Moore’s writing still strikes me as very well-crafted and good, if not a little distant. I don’t know that I left the book truly caring about any of the characters, though I was definitely invested in their adventures. There’s just something intangible there that still doesn’t quite work for me.
One thing I enjoy about Moore and Grant Morrison is that they expect a lot out of their readers. Morrison expects you to keep up and take things in stride, and Moore expects you to know a lot. I came away feeling entertained, but a little dumb. I can get by with Morrison’s ultramodern take, but here is what I know about early 1900s British pop culture: nothing.
LoEG is stacked with references, many of them I’d never heard of. I caught the obvious ones, such as Nemo, Mina Murray, and Jack the Ripper, but Pirate Jenny and a few others caught me flat-footed. Regardless, I kept going, making the effort to put some extra thought into the book, and made a mental note to look up the names on Wikipedia once I finished.
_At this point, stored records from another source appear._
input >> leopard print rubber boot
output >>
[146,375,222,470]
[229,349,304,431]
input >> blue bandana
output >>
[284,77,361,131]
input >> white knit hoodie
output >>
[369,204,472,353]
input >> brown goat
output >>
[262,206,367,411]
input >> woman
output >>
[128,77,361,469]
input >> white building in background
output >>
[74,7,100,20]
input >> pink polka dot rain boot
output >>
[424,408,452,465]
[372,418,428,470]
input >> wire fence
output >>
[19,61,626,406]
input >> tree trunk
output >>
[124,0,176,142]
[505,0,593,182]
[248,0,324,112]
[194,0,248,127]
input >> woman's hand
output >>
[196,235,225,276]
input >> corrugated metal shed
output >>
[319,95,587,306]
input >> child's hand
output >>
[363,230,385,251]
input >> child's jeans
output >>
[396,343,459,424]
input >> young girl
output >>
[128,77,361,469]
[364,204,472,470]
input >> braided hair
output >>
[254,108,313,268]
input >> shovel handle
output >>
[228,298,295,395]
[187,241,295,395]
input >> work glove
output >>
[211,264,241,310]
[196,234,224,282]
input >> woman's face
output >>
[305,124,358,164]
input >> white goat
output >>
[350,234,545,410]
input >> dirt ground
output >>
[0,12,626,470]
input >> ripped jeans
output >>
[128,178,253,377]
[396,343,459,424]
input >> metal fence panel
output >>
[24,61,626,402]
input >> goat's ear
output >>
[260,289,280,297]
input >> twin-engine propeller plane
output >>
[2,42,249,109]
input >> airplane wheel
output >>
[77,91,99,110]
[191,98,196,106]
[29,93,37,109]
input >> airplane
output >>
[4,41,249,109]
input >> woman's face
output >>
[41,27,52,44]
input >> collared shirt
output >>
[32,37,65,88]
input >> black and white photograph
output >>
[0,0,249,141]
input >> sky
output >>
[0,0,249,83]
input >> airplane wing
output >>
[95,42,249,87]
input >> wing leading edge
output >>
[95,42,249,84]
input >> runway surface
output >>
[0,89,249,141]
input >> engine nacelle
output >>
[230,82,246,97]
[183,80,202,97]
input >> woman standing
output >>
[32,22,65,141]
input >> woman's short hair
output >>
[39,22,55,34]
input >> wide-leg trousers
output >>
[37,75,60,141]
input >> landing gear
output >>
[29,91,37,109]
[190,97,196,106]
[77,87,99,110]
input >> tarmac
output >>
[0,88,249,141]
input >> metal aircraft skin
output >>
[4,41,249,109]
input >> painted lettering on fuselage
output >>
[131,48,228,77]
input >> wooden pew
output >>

Despite the light feeling of being a little lost, which actually added a lot to the experience of reading the book, I found LoEG: Century: 1910 a rewarding read. At its most shallow level, it’s a comic about some pretty awesome pirates and early 1900s secret agents. Of course, since it’s a book written by Alan Moore, there are a number of levels that you can enjoy the work on. It even works as a primer for British literature. If you liked reading about Orlando or Raffles, google them up and check out the old tales.
LoEG: Century: 1910 shows what happens as a group begins the long, slow spiral into oblivion (or so I assume), and clearly sets up some things for the future, as well. There are parts that made me pretty uncomfortable, particularly a certain act set to song toward the end of the book, and parts I enjoyed, such as exactly what happens when the League meets up with a secret society.
I don’t think that it’s perfect, but it does give me the feeling I remember getting back when I read the first LoEG book. It feels new, in equal parts due to the fact that I’m not very experienced with the characters introduced in this volume and because there is a very interesting story being slowly unfolded. I’m very curious to see where Moore and O’Neill take it next, both on a story and a “spot the reference” level.